Kasihan sekali aku melihatnya. Kebetulan ada beberpa ulat bulu yang melintas melewati pagar di depan mataku. Aku ambil saja ulat itu dengan daun kering. Sedangkan Narko dan tiga anak buahnya yang lain masih sibuk menghantam berkali-kali. Hingga saat terakhir mereka akan menyudahinya dengan beberapa tendangan tubuh pria kurus itu. Sambil merekamnya diam-diam, aku tenang saja di tempatku mengintip, aku jatuhkan satu per satu ulat bulu yang aku temukan itu ke atas kepala mereka tanpa mereka tahu. Aku masukkan kembali ponselku ke kantong setelah beberapa kali mengambil gambar dan video pemukulan itu. Aku melanjutkan perjalanan ku dan aku melewati pria kecil yang masih terisak kesakitan itu.

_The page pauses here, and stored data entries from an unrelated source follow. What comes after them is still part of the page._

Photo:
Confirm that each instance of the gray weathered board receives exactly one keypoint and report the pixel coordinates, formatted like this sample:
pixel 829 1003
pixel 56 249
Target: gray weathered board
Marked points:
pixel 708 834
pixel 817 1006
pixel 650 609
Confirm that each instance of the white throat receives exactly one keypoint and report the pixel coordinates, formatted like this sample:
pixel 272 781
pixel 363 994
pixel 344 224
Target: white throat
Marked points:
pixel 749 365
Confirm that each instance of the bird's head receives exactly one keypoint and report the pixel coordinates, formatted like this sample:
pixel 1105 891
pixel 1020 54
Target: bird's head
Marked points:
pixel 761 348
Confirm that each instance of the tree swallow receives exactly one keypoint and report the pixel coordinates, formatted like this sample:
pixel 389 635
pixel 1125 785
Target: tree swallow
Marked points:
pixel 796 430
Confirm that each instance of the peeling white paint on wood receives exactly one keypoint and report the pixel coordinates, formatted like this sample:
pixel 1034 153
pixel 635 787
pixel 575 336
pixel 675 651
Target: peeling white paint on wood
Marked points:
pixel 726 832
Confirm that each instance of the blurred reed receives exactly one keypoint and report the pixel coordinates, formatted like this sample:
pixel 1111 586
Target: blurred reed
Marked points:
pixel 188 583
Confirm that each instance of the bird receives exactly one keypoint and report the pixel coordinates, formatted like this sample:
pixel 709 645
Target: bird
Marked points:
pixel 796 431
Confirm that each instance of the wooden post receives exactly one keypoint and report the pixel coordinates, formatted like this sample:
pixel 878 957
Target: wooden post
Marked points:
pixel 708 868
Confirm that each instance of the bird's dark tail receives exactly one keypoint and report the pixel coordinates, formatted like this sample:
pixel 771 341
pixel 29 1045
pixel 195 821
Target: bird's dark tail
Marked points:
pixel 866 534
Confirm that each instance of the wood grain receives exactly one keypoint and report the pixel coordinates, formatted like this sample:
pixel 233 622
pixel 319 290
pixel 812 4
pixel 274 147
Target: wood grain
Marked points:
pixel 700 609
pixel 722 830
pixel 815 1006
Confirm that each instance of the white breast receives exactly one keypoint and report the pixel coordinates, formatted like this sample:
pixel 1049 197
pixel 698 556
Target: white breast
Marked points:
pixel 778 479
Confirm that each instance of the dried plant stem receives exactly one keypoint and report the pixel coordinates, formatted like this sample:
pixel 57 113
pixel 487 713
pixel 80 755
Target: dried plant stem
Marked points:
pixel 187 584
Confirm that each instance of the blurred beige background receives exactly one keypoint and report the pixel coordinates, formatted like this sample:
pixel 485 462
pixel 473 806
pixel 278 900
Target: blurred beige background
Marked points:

"Opo iki? Aku gatal kabeh rasane!" (Apa ini, gatal semua rasanya!) celetuk salah satu anak buah Narko rupanya dia mulai merasakan ruam di lengannya.
"Eh aku iyo, iki gegerku panas! Guatal banget!" (Aku juga ini punggungku rasanya panas! Gatal banget!) celetuk Narko menggaruki punggungnya.
"Lha iki uler Boss! Ning klambine sampean! Uler geni koyok'e!" (Lha ini ulet, Boss! Di bajumu! Ulat api kayaknya) sahut anak buahnya yang lain mengibaskan ulat itu dari bahu Narko.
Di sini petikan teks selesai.